Denton, by contrast, is older, more white, and more owner-occupied – closer in character to the towns where Reform have been polling strongly.
Cross the motorway and the political temperature changes.
In Denton, the language of fairness and neglect comes more readily. And even the infrastructure feels symbolic. Denton station runs two trains a week – one in each direction, on a Saturday morning.
There are long-term proposals to integrate the line into Greater Manchester’s expanding tram network, but for now the image is stark: a town six miles from Manchester city centre that can feel further away.
That sense of proximity without connection feeds a broader narrative – one Reform seek to harness and Labour seek to counter. But whether frustration coalesces into a decisive swing remains unclear.
This by-election will not alter the parliamentary arithmetic. But it may reveal something about the arithmetic of allegiance. Labour’s vote here does not appear to be collapsing in a single direction.
Instead, it looks thinner, more conditional, more open to persuasion – or protest.
In Gorton and Denton, political loyalty is no longer automatic. It is negotiated.

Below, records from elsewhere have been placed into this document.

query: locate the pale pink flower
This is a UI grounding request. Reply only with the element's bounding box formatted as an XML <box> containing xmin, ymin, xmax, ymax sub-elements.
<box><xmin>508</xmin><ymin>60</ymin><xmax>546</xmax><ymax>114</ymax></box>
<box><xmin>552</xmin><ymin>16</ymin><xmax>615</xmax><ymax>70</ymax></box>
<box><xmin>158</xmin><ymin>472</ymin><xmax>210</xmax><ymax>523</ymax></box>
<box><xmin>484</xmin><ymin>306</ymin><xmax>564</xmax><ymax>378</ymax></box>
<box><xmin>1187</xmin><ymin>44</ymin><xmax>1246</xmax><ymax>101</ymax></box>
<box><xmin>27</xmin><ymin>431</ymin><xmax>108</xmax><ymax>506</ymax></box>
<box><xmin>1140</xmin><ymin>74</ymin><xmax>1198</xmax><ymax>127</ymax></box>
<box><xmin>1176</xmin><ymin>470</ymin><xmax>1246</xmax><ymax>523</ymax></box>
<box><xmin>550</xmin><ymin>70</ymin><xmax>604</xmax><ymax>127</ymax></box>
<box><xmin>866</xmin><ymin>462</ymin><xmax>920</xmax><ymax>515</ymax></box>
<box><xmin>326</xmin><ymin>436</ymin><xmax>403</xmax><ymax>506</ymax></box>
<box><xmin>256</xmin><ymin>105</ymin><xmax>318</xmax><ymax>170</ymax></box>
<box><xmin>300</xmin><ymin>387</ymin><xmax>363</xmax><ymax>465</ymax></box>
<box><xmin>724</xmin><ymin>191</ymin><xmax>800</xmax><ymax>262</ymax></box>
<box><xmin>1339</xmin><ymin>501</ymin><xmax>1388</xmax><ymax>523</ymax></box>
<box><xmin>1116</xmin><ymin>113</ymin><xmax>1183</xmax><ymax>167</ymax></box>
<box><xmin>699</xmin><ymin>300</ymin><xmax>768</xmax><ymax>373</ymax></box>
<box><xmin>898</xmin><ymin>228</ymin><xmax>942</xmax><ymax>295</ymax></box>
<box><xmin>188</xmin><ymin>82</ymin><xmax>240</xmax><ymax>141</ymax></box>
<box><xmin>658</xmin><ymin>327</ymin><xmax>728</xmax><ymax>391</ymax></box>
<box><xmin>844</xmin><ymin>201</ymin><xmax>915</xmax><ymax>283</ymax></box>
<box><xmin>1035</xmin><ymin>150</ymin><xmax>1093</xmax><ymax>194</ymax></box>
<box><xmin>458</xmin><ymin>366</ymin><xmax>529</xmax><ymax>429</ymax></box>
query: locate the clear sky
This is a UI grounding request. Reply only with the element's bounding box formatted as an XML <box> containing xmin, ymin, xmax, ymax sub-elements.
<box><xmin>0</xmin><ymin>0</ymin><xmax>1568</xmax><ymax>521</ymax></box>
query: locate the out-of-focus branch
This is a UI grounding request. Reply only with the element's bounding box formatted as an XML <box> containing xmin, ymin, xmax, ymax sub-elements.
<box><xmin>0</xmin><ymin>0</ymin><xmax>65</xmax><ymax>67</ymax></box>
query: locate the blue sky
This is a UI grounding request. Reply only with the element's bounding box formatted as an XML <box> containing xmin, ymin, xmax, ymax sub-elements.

And that makes this contest more revealing than its size suggests.
Here is the full list of candidates standing in the Gorton and Denton by-election:
Angeliki Stogia, Labour Party
Charlotte Cadden, The Conservative Party
Matt Goodwin, Reform UK
Jackie Pearcey, Liberal Democrats
Hannah Spencer, Green Party
Sebastian Moore, Social Democratic Party
Joseph O’Meachair, The Rejoin EU Party
Dan Clarke, Libertarian Party
Hugo Wils, Communist League
Sir Oink A-lot, The Official Monster Raving Loony Party
Nick Buckley, Advance UK
The by-election takes place next Thursday, 26 February.